For expats, moving to Melbourne means immersing themselves in one of Australia's most multicultural and cosmopolitan centres. Waves of immigration have led to the establishment of enclaves for British, Italian, Greek, Chinese and Indian communities, each with its own unique character, distinctive customs, festivities, food and art.
Living in Melbourne as an expat
Like any urban hub, Melbourne thrives on the luxuries of the good life such as a vibrant cafe culture and trendy nightlife, a huge selection of shopping malls and eateries, as well as art galleries and speciality stores. Melbourne is also an immensely attractive city with beautiful historical buildings, cobbled European-style lanes and equally eye-catching public parks and gardens.
The job market in Melbourne is broad and offers many job opportunities, particularly in healthcare, IT, science, engineering, education and construction. The work culture in Australia might take some getting used to, as it tends to be more relaxed, informal and egalitarian than what expats may be accustomed to.
Accommodation in Melbourne is generally quite expensive, especially high-rise apartments in the city centre. Expats with children usually prefer the more spacious – and affordable – housing in the suburbs of Melbourne. The property market moves fast in Melbourne, and it may take a little time for expats to find, apply for and be approved for accommodation well suited to them.

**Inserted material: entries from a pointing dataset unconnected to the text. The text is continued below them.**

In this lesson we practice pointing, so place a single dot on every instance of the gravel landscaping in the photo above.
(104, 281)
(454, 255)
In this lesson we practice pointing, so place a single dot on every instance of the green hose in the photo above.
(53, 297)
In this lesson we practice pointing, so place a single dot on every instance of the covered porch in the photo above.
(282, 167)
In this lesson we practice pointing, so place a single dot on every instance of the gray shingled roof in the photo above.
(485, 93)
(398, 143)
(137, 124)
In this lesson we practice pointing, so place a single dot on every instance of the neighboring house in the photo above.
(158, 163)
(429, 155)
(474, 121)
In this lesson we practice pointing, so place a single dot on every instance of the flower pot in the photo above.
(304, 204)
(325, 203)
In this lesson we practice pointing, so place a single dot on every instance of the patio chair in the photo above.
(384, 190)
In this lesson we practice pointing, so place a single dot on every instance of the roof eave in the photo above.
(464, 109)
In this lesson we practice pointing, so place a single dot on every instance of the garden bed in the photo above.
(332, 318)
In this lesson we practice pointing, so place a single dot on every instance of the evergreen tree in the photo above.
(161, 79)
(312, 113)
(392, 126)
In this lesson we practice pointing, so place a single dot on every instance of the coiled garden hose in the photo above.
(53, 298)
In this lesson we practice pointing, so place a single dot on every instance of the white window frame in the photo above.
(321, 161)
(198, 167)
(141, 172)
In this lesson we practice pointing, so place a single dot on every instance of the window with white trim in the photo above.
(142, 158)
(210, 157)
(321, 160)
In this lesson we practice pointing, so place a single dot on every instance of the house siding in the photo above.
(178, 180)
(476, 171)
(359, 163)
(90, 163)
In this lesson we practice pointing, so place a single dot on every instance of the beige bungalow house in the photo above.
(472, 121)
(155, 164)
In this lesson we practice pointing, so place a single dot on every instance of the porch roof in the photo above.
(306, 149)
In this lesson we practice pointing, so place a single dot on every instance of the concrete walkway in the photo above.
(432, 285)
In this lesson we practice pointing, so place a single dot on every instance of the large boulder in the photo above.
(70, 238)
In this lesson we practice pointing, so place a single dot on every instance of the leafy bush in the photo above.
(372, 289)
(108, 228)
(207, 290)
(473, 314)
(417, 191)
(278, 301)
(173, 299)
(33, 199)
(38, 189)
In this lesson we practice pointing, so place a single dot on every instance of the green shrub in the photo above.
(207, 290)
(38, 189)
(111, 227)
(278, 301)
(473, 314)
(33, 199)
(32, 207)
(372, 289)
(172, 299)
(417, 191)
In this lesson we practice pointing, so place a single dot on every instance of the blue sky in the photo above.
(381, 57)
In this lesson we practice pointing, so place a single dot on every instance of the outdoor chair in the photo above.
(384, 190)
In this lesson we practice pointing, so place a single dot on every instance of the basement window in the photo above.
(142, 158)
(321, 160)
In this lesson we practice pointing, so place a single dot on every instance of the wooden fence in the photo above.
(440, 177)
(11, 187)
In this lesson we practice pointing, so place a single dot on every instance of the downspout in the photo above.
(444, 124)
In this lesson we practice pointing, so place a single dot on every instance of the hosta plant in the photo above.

Public transport in Melbourne is efficient and well maintained, making it easy to get around. The city offers transport in the form of trams, trains, buses and taxis. Expats living far out from the city centre may find having their own vehicle useful.
Newcomers will be glad to hear that healthcare in Melbourne, like the rest of Australia, is largely government-funded and universal. That said, certain aspects may not be covered, so we suggest expats still get health insurance.
Cost of living in Melbourne
Life in Melbourne is expensive, and the cost of living might deter some expats. In fact, the once-sleepy southern port city is now ranked among the top 60 most expensive cities in the world, and expats will need to keep this in mind when looking for work and negotiating salaries. Accommodation is especially expensive and expats should consider the area in which they settle down carefully. Luckily the public transport system makes moving about easy and relatively cost-efficient.
Expat families and children
When it comes to deciding where to live, Melbourne's expats generally prefer the leafier outlying suburbs with their quiet streets and proximity to schools. Government schools in Melbourne are free for residents and citizens, and education is generally of excellent quality throughout Australia. Non-government schools are often Catholic schools, but private schools are also an option, though often expensive. There are a few international schools in Melbourne, but none that teach the curricula of other countries; only those that offer the International Baccalaureate.
Three main pastimes excite and unite Melbournians regardless of background: sport, food and wine. The city presents a fantastic lifestyle – it has repeatedly been voted as one of the world’s most 'liveable' cities, and with good reason. There are also countless of opportunities for nearby family getaways and weekend breaks in Melbourne.
Climate in Melbourne
The weather in Melbourne can be erratic and unpredictable. The city has a temperate oceanic climate and severe weather conditions can be a problem. The winter months are cool, but snow is rare.
Melbourne is a friendly, diverse city with much to explore and good living conditions. Expats moving here will have a good time and may be pleasantly surprised by the conviviality of the locals. Many expats live a happy, fulfilling life in Australia’s capital, and many often stay much longer than anticipated.